I can’t get past a well done scary movie. Horror, guts, gore, all of it. I LOVE it. I am the person sitting in the theater laughing hysterically as the villain cuts the skin off the back of his neck, only to obtain the numbers to unlock the door of his entrapment (excerpt from one of the many Saw movies). Slasher movies are my comedies (Don’t ask I have a terrible sense of humor) so World War Z: An Oral History of the Zombie War by Max Brooks, son of the ever hysterical Mel Brooks, fell into my lap I was beyond eager to immerse myself.
This book was recommended to me by my manager at work, after he found out that we had a shared obsession of everything Zombie. It was EVERYTHING I thought it was going to be. The story unfolds in interview format post The Great Panic. These interviews occur in China, to Canada, down to Mexico. With people who were part of the military force, to those who were just teenagers with their world revolving around their computers. There is a plenty of balance between zombie gore, apocalypse preparation, and military tactics. It is evident that the zombies themselves are the soundtrack to this novel, it is more of the journey of the individual characters, and their ability to deal with something that seemed so fantastical.

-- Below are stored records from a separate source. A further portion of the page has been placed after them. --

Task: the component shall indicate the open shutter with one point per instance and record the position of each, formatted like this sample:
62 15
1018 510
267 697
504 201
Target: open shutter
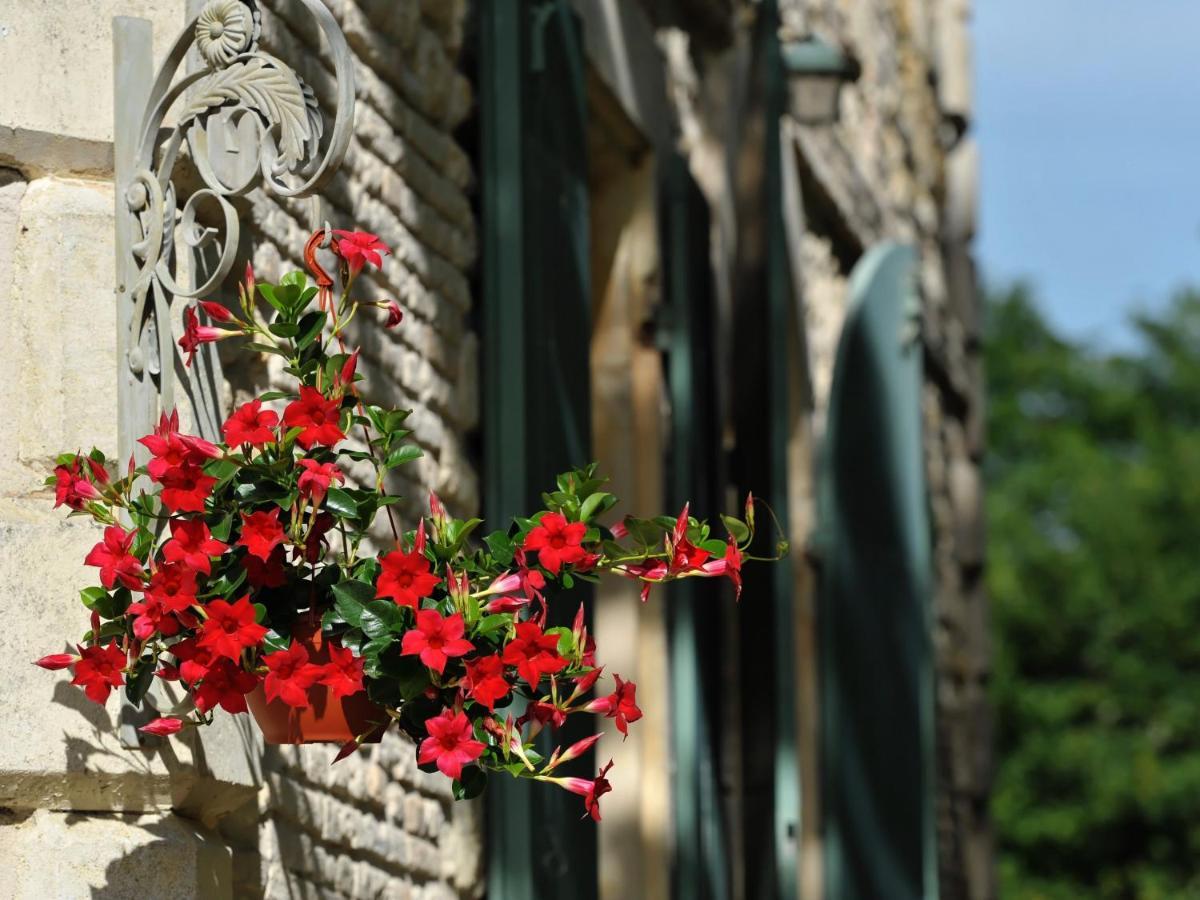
699 869
535 329
874 549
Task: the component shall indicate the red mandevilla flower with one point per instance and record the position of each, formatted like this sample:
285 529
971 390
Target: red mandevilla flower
99 670
406 579
289 675
450 743
436 639
316 415
557 541
192 544
533 653
261 533
231 628
195 334
162 727
57 660
360 247
317 478
486 682
250 424
343 672
115 562
72 489
225 684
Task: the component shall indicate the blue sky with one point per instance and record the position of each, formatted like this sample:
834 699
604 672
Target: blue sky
1087 113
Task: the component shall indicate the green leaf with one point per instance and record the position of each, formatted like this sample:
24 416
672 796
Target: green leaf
737 528
91 597
598 502
406 454
273 641
341 503
381 617
309 328
469 784
351 598
138 683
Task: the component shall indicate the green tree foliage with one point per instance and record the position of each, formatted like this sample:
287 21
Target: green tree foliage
1095 580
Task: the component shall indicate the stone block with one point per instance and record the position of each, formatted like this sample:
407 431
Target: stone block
66 855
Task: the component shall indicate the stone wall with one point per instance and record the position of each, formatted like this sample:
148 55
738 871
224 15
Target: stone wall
217 815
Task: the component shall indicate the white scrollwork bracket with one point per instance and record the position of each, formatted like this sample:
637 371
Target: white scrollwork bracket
245 121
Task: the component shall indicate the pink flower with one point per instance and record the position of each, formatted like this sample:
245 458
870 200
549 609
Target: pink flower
162 727
557 541
360 247
261 533
436 639
195 334
57 660
250 424
289 676
115 562
317 478
192 544
450 743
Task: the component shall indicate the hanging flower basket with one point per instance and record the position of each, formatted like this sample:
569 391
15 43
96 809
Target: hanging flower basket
250 570
328 718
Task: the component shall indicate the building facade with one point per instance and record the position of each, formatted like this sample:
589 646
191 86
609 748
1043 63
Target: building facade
617 237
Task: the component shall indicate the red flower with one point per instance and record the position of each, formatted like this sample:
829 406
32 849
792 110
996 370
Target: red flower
226 684
215 311
153 616
231 628
317 478
57 660
185 489
343 672
162 727
268 574
250 424
115 562
195 334
173 586
100 670
621 705
316 415
359 247
289 676
195 660
261 533
192 544
72 489
533 653
557 541
450 743
436 639
406 577
685 556
485 681
591 790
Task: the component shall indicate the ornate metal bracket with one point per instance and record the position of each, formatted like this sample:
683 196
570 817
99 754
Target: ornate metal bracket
245 120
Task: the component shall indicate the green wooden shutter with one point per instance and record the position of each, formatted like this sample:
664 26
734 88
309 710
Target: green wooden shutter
874 549
700 863
537 325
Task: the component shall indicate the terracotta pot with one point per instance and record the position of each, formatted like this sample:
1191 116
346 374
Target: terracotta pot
328 719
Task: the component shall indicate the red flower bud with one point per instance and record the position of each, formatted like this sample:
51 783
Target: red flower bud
57 660
162 727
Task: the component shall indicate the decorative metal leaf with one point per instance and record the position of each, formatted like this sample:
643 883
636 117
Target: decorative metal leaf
270 91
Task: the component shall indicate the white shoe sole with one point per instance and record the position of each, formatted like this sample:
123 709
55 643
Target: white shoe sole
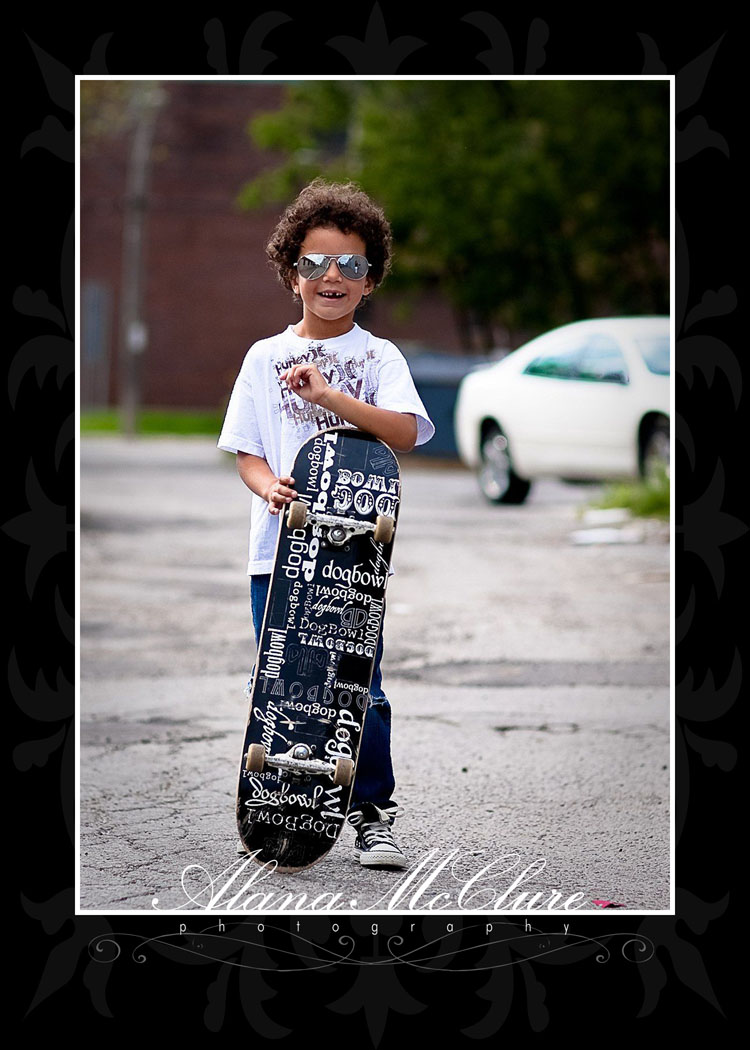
380 859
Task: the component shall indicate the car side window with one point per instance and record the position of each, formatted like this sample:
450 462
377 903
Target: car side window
560 363
603 361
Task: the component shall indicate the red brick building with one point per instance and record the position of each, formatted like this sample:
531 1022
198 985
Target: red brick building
208 292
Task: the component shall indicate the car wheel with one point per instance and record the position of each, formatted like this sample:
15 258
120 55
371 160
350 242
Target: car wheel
654 457
497 479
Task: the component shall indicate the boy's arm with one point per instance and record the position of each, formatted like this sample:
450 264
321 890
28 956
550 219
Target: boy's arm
261 479
397 428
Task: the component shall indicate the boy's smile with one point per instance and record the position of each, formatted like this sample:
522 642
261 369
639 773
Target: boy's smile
329 301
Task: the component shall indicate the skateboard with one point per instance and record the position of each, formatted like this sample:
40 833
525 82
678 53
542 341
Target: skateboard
311 684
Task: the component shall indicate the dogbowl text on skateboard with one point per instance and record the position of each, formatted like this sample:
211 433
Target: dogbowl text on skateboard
311 684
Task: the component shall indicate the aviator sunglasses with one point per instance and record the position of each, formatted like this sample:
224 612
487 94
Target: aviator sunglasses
312 266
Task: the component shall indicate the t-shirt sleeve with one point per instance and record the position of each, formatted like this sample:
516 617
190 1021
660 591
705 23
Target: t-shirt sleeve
241 431
396 391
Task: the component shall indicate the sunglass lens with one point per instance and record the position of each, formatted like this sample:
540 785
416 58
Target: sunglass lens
311 266
354 267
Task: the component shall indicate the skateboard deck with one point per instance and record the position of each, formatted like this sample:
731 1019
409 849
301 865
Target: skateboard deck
314 665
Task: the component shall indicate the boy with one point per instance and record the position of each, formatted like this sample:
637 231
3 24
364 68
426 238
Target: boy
331 248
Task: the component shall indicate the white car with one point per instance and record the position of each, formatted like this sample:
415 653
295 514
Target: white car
585 401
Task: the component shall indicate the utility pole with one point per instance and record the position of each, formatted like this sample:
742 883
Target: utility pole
146 101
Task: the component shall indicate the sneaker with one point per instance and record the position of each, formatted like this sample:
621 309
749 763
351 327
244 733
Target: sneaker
374 845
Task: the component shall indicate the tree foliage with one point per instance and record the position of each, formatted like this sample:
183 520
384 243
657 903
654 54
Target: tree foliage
525 203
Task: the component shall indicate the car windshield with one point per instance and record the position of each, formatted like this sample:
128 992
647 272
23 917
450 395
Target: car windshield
654 351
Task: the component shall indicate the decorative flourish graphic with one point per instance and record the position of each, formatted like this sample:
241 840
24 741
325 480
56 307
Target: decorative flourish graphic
253 58
484 946
377 53
499 58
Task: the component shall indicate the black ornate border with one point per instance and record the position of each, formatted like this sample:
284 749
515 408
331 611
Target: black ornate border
627 967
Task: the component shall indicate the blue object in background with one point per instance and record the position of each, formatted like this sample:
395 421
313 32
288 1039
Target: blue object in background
437 377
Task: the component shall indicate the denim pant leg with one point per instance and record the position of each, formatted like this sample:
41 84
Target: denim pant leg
374 781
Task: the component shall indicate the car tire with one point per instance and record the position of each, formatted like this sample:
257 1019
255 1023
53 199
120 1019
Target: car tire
497 479
654 454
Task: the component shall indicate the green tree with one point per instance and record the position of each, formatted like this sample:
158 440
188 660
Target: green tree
525 203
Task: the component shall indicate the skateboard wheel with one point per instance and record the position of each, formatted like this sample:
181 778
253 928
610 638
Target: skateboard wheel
255 758
297 515
344 772
383 529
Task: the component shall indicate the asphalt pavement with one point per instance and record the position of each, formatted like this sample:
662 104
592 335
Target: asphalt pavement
528 676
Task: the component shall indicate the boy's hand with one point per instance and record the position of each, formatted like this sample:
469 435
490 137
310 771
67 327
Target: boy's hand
307 381
278 494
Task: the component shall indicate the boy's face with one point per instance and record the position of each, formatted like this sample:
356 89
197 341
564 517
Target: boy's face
329 301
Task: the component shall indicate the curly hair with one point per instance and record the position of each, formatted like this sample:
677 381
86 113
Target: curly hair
342 206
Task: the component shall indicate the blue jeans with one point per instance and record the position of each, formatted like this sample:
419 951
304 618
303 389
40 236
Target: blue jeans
374 781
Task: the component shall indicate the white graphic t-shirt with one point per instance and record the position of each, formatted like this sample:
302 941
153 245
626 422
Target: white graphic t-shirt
265 418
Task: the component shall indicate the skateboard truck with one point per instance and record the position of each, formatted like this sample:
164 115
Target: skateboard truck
338 529
298 759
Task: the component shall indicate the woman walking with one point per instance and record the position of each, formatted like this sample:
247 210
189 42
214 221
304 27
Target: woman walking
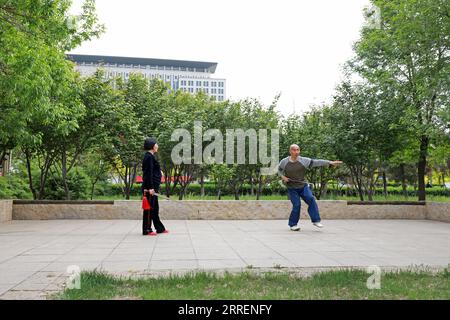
150 185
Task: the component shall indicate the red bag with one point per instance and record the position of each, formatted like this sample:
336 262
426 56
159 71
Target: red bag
145 203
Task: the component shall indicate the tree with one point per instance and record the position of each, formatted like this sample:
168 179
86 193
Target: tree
409 54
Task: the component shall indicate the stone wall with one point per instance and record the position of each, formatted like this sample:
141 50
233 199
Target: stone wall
6 207
439 211
226 209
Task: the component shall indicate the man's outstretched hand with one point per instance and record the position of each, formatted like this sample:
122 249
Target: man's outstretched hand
335 163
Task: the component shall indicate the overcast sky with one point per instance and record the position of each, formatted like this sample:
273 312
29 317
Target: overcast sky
262 47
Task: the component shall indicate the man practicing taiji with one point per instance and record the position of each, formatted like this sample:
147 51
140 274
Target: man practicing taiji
292 170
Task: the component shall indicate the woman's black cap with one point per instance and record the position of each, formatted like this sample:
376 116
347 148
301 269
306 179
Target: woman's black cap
149 143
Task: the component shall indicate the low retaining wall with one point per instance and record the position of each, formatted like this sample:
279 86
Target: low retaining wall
6 208
227 209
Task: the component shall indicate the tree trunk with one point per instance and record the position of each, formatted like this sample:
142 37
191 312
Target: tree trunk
202 184
402 172
421 167
384 184
259 190
64 174
30 178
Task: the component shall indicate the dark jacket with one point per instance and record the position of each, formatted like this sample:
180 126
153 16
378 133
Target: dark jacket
151 172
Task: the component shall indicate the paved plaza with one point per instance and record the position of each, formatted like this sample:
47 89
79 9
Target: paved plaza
35 255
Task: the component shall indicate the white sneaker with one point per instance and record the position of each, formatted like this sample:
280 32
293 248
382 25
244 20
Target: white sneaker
318 224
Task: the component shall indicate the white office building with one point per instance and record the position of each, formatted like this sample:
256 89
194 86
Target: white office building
189 76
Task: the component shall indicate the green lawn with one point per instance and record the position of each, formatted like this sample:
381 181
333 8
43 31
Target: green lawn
340 284
280 197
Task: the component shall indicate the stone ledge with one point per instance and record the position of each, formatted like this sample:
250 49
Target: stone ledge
395 203
226 210
77 202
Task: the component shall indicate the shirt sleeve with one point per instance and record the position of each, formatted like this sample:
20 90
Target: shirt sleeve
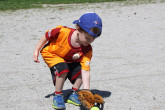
53 33
85 62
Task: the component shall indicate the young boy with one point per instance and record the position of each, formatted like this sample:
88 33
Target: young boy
68 53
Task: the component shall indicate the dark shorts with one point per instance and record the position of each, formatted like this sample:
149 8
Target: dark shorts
73 70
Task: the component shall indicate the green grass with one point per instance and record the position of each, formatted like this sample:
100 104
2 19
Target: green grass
26 4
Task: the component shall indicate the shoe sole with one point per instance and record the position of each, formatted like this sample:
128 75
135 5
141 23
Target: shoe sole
71 102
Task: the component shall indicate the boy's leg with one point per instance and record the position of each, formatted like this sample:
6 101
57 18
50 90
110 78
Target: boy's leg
75 77
60 82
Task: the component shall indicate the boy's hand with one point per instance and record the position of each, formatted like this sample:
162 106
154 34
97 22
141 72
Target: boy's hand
35 56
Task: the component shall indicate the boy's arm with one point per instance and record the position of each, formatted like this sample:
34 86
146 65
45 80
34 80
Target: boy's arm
85 79
40 44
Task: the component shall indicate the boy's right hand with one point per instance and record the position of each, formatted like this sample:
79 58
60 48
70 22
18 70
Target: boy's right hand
35 56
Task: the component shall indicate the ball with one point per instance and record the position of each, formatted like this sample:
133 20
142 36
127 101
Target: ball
95 108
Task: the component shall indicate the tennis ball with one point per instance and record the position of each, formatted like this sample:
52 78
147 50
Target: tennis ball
95 108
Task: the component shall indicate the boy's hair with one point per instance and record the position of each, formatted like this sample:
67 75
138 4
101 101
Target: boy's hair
95 30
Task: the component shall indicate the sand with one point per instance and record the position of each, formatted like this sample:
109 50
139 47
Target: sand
127 68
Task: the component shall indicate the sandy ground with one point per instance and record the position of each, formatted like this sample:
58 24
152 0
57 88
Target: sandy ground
128 66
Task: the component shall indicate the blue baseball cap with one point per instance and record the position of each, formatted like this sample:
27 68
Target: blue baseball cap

Even though the documentary style was right up my alley I found myself getting a little lost with all the characters, and stories I was introduced to in such a short amount of time. When the interviews did wrap back around and we were encountering people we had already heard from I found myself not realizing which character it was until half way through the interview. In other words, the novel just wasn’t long enough for me.